Что тут сказать — конечно, хорошо было бы, если бы люди способны были менять свое отношение друг к другу. Да. Мне лично было бы приятно, если бы они начали по-другому относиться ко мне. Но опять-таки, в мире постиудейско-христианском — правда, нельзя сказать, что все это позади: у нас по-прежнему бывают всплески религии, — как бы то ни было, сегодня очень трудно заставить людей задаться хоть какими-либо моральными вопросами. Понимаете, такие писатели, как Свифт или даже Гоголь, знали, во что верят их читатели, могли обращаться к ним напрямую. Сегодня ты как сатирик не знаешь, что по мнению твоих читателей хорошо, а что плохо. Мы живем в эпоху морального релятивизма — и это, я считаю, правильно, мораль, я считаю, вещь релятивистская. Что хорошо, что плохо — зависит от общества, от периода. В общем, моя сатира нацелена на то, чтобы заставить людей задуматься над этими вопросами. Я не говорю: это хорошо, а это плохо; я говорю: было бы неплохо, если б вы немного сильнее, чем сейчас, задумались о том, что хорошо, а что плохо. Вот, по-моему, и все.
И принимаете довольно серьезные меры, чтобы заставить думать.
По-моему, эти меры не такие уж суровые. Я считаю, в моей прозе вообще нет ничего сурового — это у всех остальных она невыносимо искусственная, вялая, избитая. Мне кажется, я пишу нормальную прозу. А вот остальные писатели изображают мир так, что я его не узнаю — это не тот мир в котором живу я. Это — мир мещан, целиком погруженных в собственные сексуальные интрижки, в карьерные игры и прочее дерьмо в том же роде. Что тут интересного? Что тут важного — по сравнению с реальностью? Со смертью, со злом, с войной, со страданием, с душевными болезнями? Мне кажется, многие книги зациклены на мещанских переживаниях — что называется, обычные мещанские книги, в основном они пишутся мещанами для мещан, людьми, читающими слишком много романов, для других людей, читающих слишком много романов, так что получается замкнутый круг условностей.

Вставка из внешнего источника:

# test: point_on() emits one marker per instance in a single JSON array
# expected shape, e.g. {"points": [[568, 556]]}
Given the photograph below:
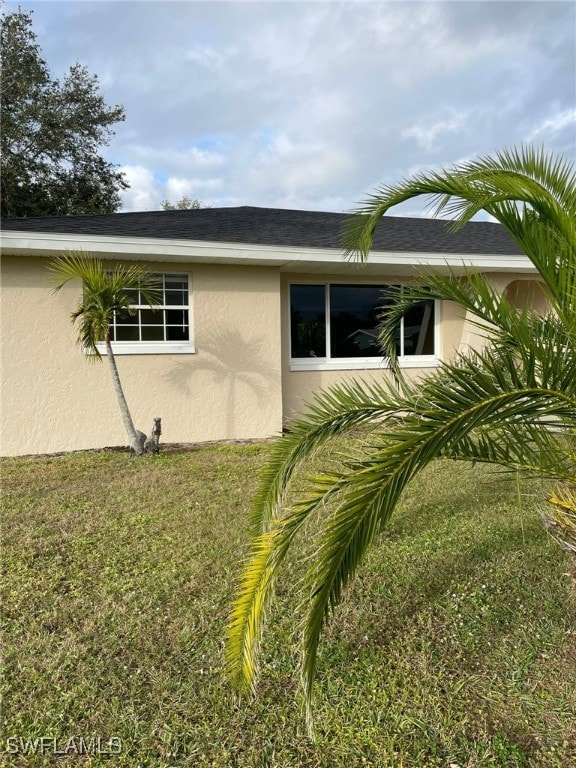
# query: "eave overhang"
{"points": [[284, 258]]}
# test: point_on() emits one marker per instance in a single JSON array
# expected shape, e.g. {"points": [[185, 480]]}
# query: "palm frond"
{"points": [[106, 293]]}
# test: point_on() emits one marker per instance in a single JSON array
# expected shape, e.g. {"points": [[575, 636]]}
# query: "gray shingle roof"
{"points": [[280, 227]]}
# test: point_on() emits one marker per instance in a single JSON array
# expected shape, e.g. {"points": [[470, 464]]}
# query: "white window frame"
{"points": [[356, 363], [159, 347]]}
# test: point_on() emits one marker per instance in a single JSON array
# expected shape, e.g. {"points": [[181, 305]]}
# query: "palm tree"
{"points": [[106, 293], [512, 403]]}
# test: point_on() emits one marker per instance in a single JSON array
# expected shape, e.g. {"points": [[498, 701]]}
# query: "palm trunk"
{"points": [[135, 440]]}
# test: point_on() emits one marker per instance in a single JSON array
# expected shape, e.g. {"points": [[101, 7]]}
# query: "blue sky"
{"points": [[313, 104]]}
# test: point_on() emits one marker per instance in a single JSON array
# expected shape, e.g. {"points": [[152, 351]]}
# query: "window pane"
{"points": [[152, 316], [419, 330], [176, 282], [180, 298], [126, 319], [127, 333], [152, 333], [177, 333], [133, 295], [177, 317], [354, 311], [307, 321]]}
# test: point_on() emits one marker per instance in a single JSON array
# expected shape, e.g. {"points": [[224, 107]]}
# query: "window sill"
{"points": [[149, 348], [361, 364]]}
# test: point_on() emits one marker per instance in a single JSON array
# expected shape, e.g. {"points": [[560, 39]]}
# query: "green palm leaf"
{"points": [[512, 403]]}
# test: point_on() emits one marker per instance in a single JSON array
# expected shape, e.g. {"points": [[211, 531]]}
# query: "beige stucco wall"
{"points": [[53, 399]]}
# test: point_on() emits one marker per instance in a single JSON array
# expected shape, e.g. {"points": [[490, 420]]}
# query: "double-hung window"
{"points": [[335, 326], [163, 329]]}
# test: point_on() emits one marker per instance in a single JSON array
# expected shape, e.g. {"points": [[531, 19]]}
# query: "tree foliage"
{"points": [[106, 293], [51, 133], [512, 403], [184, 204]]}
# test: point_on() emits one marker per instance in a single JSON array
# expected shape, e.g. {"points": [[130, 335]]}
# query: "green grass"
{"points": [[456, 644]]}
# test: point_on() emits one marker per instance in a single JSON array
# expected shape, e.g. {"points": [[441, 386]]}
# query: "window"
{"points": [[336, 326], [166, 328]]}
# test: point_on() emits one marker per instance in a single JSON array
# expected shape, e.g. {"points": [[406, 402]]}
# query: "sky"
{"points": [[314, 104]]}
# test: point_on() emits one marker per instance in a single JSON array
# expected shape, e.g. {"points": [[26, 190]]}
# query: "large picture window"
{"points": [[166, 328], [339, 322]]}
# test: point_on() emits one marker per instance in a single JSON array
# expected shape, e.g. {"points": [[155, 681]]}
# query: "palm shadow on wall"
{"points": [[236, 364]]}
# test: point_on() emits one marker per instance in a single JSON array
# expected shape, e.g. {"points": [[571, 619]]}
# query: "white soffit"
{"points": [[285, 258]]}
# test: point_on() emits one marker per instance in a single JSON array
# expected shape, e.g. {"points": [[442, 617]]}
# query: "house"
{"points": [[260, 310]]}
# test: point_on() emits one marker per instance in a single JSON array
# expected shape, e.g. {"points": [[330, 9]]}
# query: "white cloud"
{"points": [[314, 104], [553, 125], [143, 194], [427, 134]]}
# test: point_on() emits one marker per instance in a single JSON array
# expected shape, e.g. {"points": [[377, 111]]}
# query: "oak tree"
{"points": [[51, 133]]}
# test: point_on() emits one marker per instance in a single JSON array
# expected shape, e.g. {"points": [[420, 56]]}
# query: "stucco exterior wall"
{"points": [[53, 399]]}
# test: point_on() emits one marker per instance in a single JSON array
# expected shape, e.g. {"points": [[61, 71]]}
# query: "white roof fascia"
{"points": [[287, 258]]}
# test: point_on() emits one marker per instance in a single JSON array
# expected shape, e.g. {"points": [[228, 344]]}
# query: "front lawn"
{"points": [[456, 645]]}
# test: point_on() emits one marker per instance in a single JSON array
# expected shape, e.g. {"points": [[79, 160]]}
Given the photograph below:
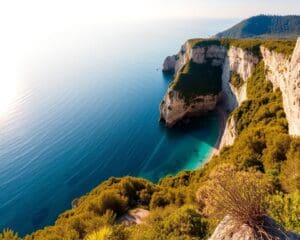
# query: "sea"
{"points": [[84, 106]]}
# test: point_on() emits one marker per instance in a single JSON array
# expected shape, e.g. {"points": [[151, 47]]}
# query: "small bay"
{"points": [[87, 108]]}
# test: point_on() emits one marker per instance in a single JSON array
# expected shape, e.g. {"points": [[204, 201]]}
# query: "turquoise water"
{"points": [[89, 111]]}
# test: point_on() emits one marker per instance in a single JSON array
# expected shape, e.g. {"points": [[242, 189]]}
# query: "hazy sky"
{"points": [[97, 10], [28, 27]]}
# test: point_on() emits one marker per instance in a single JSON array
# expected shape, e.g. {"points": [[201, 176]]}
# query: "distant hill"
{"points": [[264, 26]]}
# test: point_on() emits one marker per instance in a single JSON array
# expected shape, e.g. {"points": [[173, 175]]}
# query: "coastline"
{"points": [[222, 118]]}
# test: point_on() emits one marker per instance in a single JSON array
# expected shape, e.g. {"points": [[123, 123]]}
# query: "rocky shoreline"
{"points": [[282, 71]]}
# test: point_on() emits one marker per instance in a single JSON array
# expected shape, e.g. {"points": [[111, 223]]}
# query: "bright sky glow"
{"points": [[25, 24]]}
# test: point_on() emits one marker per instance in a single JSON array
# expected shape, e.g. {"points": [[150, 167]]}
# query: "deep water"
{"points": [[87, 108]]}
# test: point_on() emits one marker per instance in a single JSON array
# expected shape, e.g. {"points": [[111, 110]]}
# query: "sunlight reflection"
{"points": [[8, 92]]}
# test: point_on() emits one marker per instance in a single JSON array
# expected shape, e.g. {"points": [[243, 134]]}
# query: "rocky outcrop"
{"points": [[174, 107], [284, 73], [229, 134], [241, 62], [228, 230]]}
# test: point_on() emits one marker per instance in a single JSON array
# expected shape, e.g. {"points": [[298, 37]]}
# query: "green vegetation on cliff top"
{"points": [[198, 79], [180, 206], [206, 79], [264, 26], [282, 46]]}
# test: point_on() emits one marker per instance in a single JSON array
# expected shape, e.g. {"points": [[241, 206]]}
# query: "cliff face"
{"points": [[174, 106], [242, 63], [284, 73]]}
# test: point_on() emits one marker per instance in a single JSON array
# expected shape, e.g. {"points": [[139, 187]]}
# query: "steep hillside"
{"points": [[252, 180], [264, 26]]}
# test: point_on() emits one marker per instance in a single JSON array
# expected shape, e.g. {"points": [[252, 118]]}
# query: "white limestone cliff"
{"points": [[241, 62], [284, 73], [173, 108]]}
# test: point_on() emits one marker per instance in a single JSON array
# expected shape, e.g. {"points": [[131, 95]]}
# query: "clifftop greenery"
{"points": [[198, 79], [206, 79], [264, 26], [178, 206]]}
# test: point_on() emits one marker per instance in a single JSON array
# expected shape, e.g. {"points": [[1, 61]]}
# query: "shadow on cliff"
{"points": [[204, 128]]}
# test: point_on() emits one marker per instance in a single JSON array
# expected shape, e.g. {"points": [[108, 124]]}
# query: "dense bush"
{"points": [[262, 153], [171, 223], [244, 199], [285, 209]]}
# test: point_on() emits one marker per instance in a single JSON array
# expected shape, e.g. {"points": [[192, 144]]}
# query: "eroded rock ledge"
{"points": [[180, 101]]}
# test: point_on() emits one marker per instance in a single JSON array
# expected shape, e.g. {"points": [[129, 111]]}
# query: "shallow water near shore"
{"points": [[86, 108]]}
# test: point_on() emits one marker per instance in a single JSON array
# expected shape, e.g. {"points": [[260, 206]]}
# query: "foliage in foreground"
{"points": [[263, 150]]}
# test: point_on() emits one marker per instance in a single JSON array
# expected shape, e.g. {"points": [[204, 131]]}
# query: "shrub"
{"points": [[285, 209], [240, 194], [102, 234], [171, 223]]}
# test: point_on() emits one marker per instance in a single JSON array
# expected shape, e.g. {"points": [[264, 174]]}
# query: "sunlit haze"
{"points": [[26, 26]]}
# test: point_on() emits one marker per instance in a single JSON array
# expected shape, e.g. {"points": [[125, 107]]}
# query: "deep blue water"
{"points": [[89, 111]]}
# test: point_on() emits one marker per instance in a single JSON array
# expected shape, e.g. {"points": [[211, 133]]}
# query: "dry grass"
{"points": [[241, 195]]}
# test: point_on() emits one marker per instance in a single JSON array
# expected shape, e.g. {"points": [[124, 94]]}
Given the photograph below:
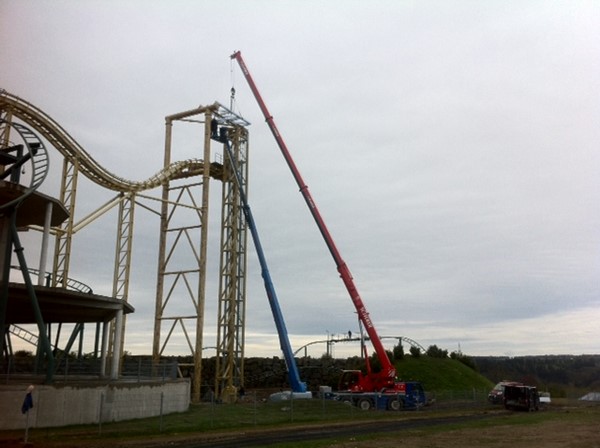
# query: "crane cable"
{"points": [[232, 78]]}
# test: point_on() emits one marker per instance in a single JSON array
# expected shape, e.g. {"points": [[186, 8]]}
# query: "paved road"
{"points": [[345, 432]]}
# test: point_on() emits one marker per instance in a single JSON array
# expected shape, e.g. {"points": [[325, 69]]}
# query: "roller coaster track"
{"points": [[38, 156], [71, 150]]}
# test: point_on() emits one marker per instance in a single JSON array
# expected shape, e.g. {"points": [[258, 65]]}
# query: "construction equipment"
{"points": [[355, 386], [298, 387]]}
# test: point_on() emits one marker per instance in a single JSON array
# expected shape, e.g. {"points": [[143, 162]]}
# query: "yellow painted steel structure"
{"points": [[185, 191]]}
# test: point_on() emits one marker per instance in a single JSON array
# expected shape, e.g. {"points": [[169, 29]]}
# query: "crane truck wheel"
{"points": [[364, 404], [396, 404]]}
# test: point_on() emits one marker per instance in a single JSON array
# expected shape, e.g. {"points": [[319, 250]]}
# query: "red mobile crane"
{"points": [[354, 383]]}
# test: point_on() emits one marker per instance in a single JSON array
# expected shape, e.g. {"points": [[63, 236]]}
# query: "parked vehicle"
{"points": [[496, 395], [521, 398]]}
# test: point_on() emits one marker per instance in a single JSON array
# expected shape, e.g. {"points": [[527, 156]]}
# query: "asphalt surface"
{"points": [[343, 432]]}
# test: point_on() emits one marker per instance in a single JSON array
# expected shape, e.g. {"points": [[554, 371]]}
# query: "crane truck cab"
{"points": [[354, 389]]}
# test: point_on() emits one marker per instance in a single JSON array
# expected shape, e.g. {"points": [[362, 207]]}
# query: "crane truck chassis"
{"points": [[407, 395]]}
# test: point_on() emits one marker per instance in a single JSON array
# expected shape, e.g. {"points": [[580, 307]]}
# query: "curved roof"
{"points": [[61, 305]]}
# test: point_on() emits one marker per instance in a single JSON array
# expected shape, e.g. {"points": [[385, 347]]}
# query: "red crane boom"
{"points": [[372, 381]]}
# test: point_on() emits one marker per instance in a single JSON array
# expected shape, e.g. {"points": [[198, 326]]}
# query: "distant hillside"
{"points": [[441, 374]]}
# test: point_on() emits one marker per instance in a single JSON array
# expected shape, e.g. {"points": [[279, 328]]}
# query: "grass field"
{"points": [[205, 419]]}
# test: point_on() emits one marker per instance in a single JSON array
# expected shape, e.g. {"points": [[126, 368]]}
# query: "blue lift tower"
{"points": [[299, 389]]}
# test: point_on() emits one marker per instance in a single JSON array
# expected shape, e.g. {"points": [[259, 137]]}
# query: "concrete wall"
{"points": [[62, 405]]}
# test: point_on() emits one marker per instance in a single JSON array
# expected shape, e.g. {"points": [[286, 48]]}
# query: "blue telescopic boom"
{"points": [[294, 376]]}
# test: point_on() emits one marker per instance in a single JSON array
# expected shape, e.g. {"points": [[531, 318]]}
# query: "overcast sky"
{"points": [[452, 147]]}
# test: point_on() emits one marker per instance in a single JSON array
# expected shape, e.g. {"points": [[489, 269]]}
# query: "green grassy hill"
{"points": [[441, 374]]}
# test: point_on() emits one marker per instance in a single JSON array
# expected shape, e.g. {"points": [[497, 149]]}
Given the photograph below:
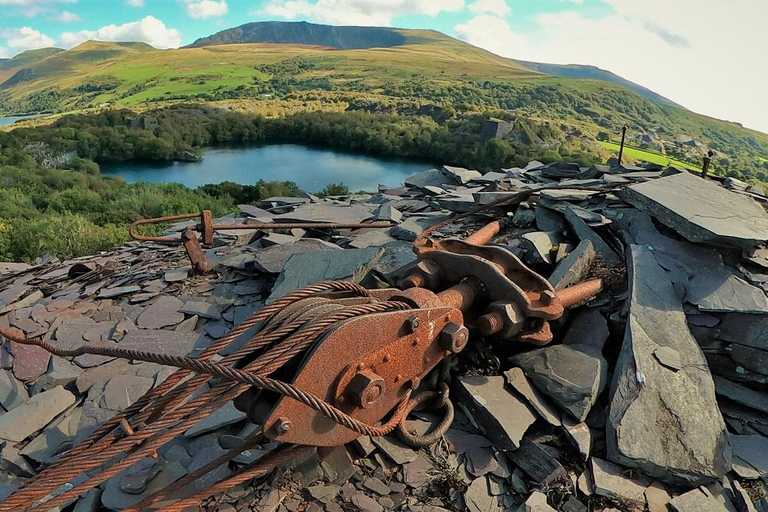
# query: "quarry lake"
{"points": [[310, 168]]}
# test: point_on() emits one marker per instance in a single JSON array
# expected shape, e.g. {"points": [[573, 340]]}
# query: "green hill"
{"points": [[595, 73], [297, 66]]}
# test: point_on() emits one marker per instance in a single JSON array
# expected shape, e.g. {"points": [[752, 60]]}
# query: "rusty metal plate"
{"points": [[361, 341]]}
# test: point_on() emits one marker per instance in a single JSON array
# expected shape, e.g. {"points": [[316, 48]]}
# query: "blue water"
{"points": [[311, 168]]}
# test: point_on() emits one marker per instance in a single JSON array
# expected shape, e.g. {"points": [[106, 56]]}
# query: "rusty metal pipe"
{"points": [[578, 293], [485, 234]]}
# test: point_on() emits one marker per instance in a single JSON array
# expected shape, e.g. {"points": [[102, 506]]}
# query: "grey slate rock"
{"points": [[701, 210], [516, 379], [584, 232], [163, 312], [305, 269], [750, 456], [571, 375], [34, 414], [608, 480], [574, 267], [478, 499], [12, 391], [698, 273], [690, 444], [502, 416], [537, 463]]}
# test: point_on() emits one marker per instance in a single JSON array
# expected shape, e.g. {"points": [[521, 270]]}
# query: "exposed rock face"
{"points": [[689, 444], [571, 375], [696, 208]]}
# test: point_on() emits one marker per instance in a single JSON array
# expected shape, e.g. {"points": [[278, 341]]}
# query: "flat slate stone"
{"points": [[574, 267], [701, 210], [162, 313], [697, 272], [571, 375], [584, 232], [13, 393], [690, 444], [502, 416], [273, 259], [162, 341], [305, 269], [516, 379], [608, 480], [34, 414], [750, 456]]}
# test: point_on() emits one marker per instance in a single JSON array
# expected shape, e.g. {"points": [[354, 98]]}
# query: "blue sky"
{"points": [[704, 54]]}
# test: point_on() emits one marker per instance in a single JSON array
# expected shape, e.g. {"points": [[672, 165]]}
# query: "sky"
{"points": [[707, 55]]}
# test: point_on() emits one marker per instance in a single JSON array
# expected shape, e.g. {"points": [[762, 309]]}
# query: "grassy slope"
{"points": [[428, 58]]}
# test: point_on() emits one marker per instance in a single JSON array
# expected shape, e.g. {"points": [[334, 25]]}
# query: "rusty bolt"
{"points": [[454, 337], [282, 426], [366, 388], [490, 323], [412, 324]]}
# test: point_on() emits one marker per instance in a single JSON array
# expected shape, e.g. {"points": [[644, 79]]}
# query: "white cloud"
{"points": [[148, 30], [67, 17], [356, 12], [202, 9], [24, 38], [705, 59], [492, 33], [496, 7]]}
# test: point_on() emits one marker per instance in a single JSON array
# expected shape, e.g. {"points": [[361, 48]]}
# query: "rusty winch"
{"points": [[318, 367]]}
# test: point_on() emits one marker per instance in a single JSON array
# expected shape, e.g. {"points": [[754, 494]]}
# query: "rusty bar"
{"points": [[578, 293], [303, 225], [460, 296], [200, 265], [485, 234], [623, 138]]}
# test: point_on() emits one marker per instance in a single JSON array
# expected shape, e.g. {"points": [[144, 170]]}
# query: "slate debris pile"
{"points": [[651, 397]]}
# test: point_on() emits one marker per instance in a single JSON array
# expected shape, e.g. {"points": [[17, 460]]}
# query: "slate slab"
{"points": [[690, 444], [584, 232], [34, 414], [572, 376], [305, 269], [500, 415], [575, 267], [161, 313], [701, 210]]}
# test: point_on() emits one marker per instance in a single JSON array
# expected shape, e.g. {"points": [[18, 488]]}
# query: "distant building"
{"points": [[496, 129]]}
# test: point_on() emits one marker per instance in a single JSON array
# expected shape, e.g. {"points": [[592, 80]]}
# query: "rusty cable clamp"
{"points": [[192, 235], [318, 367]]}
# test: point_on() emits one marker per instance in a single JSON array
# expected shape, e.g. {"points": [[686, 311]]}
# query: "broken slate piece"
{"points": [[750, 456], [575, 267], [163, 312], [608, 480], [584, 232], [501, 416], [571, 375], [306, 269], [34, 414], [536, 502], [689, 445], [226, 415], [537, 463], [701, 210], [478, 499], [517, 380]]}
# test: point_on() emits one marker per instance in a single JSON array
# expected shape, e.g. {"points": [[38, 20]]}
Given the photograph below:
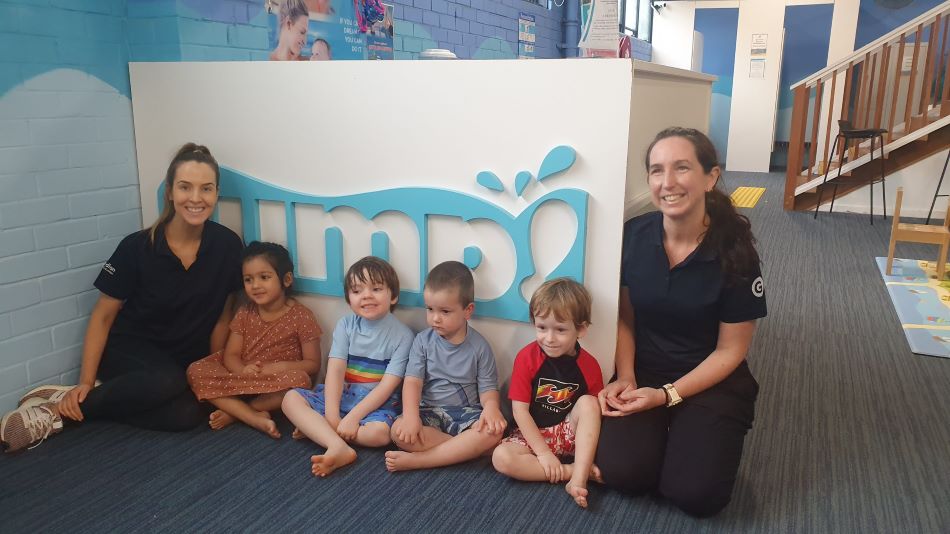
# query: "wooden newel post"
{"points": [[796, 143]]}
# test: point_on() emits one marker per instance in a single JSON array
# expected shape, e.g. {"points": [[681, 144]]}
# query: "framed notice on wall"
{"points": [[526, 36], [760, 42]]}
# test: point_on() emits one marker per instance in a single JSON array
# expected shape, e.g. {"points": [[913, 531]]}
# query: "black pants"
{"points": [[688, 453], [143, 386]]}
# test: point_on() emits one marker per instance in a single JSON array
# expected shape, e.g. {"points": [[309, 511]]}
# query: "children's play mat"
{"points": [[922, 304]]}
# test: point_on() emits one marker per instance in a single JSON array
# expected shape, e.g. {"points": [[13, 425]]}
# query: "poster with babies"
{"points": [[319, 30]]}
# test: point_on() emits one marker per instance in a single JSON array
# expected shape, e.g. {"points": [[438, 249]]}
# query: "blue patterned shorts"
{"points": [[450, 419], [352, 395]]}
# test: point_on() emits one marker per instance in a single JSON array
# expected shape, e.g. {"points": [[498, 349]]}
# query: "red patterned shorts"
{"points": [[560, 438]]}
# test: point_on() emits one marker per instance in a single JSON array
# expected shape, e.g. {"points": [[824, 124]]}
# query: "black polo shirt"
{"points": [[678, 311], [174, 308]]}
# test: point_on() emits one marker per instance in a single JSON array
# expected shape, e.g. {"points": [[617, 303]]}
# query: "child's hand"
{"points": [[272, 368], [410, 431], [552, 467], [491, 421], [347, 428]]}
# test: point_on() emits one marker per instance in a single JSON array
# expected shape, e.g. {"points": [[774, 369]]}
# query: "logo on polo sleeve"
{"points": [[758, 287]]}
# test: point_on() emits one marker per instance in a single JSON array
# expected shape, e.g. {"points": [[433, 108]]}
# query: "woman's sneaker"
{"points": [[48, 393], [28, 426]]}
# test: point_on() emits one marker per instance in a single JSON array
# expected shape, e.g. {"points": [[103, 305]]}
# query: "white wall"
{"points": [[919, 182], [752, 124], [673, 34], [325, 130], [662, 97]]}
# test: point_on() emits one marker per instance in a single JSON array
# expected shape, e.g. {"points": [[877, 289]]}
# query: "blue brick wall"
{"points": [[472, 29], [68, 182]]}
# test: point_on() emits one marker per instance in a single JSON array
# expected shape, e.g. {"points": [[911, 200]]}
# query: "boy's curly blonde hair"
{"points": [[565, 298]]}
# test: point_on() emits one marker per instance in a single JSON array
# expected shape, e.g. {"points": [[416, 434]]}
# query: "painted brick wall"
{"points": [[68, 182], [472, 29], [237, 29]]}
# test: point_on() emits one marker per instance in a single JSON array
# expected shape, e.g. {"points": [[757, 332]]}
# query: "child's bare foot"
{"points": [[265, 424], [596, 475], [219, 419], [578, 492], [400, 461], [324, 464]]}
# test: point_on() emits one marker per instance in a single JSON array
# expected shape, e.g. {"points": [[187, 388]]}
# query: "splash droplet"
{"points": [[522, 180], [488, 180], [472, 257], [560, 158]]}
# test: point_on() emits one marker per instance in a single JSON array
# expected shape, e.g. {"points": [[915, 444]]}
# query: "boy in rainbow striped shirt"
{"points": [[359, 399]]}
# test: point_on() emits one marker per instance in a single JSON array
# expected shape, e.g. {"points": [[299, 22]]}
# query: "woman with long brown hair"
{"points": [[165, 301], [683, 398]]}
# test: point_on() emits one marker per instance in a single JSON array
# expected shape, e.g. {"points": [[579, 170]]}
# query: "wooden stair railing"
{"points": [[874, 87]]}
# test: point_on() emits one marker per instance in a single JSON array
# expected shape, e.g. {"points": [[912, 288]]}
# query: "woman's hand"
{"points": [[640, 400], [69, 406], [611, 397]]}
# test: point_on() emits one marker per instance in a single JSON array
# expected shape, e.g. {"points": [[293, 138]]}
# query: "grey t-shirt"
{"points": [[371, 348], [452, 375]]}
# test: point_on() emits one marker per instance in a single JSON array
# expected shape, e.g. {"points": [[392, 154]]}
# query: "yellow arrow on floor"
{"points": [[747, 197]]}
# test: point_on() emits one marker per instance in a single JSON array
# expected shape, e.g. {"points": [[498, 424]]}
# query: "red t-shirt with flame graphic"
{"points": [[552, 385]]}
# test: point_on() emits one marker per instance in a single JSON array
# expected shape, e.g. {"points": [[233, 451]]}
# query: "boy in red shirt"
{"points": [[554, 386]]}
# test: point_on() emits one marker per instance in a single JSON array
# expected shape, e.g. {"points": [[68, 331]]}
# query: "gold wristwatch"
{"points": [[672, 396]]}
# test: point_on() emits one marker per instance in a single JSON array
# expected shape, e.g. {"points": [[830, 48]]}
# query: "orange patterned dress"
{"points": [[266, 342]]}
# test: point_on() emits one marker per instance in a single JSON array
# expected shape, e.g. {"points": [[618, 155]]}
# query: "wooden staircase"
{"points": [[898, 82]]}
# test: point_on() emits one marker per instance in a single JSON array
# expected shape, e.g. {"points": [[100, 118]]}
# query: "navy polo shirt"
{"points": [[174, 308], [678, 311]]}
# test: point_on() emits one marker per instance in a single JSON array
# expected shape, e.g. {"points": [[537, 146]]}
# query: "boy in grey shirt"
{"points": [[451, 384]]}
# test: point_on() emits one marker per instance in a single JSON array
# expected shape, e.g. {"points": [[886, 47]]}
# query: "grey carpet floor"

Главная задача подобной литературы — поддерживать впечатление внешней нормальности, и это тоже можно понять. У этих книг есть свое место, поэтому многие так целеустремленно их читают — хотят убедиться, что не сошли с ума. Поэтому читают о людях, способных самостоятельно распоряжаться собой, о людях, которые выглядят свободными, о людях, у которых есть выбор. Ведь у большинства-то выбора нет. У большинства нет реальной возможности самостоятельно распоряжаться собой. Все это — самообман, сплошной самообман. Но в романах все всегда по-другому. Потому что это успокаивает, такое чтение помогает людям почувствовать себя здоровыми, нормальными. Так что дело не во мне — я считаю, моя проза отнюдь не суровая.
Гоголь создавал своих персонажей в надежде обрести духовный покой, делая их олицетворением того, что его тревожило. А вы?
Нет… По-моему, если писатель ставит себе целью добиться катарсиса — психологического катарсиса, — это неправильно, ничего не выйдет. Знаете, в западной культуре — да и в русской это тоже наверняка есть — существует традиционный жанд едва ли не культ исповеди. Люди пишут о том, как ими злоупотребляли, и ничего хорошего из этого не выходит. Правда, не все так плохо: я уверен, что, если заниматься писательством серьезно, от души, можно таким образом достичь катарсиса. Но писать о своих тревогах, о том, как по-настоящему тяжела и порой ужасна бывает жизнь, — этим ничего не добьешься; ну, разве что немного лучше себя почувствуешь. В общем, меня это не беспокоит. И потом, у Гоголя, насколько я знаю, был сифилис, а сегодня его можно вылечить пенициллином или, там, антибиотиками.
К сожалению, я обладаю чрезвычайно устойчивой психикой. Главная проблема в том, что моя психика чрезвычайно устойчива потому лишь, что я живу в этом уютном, удобном буржуазном мире. Живи я в гоголевской России, возможно, психика моя была бы менее устойчива. Вряд ли она была бы такой уж устойчивой, окажись я в Южной Осетии или Северной Корее. Другое дело — когда сидишь тут, в уютном Лондоне, вокруг все спокойно — ну, если не считать падения биржи.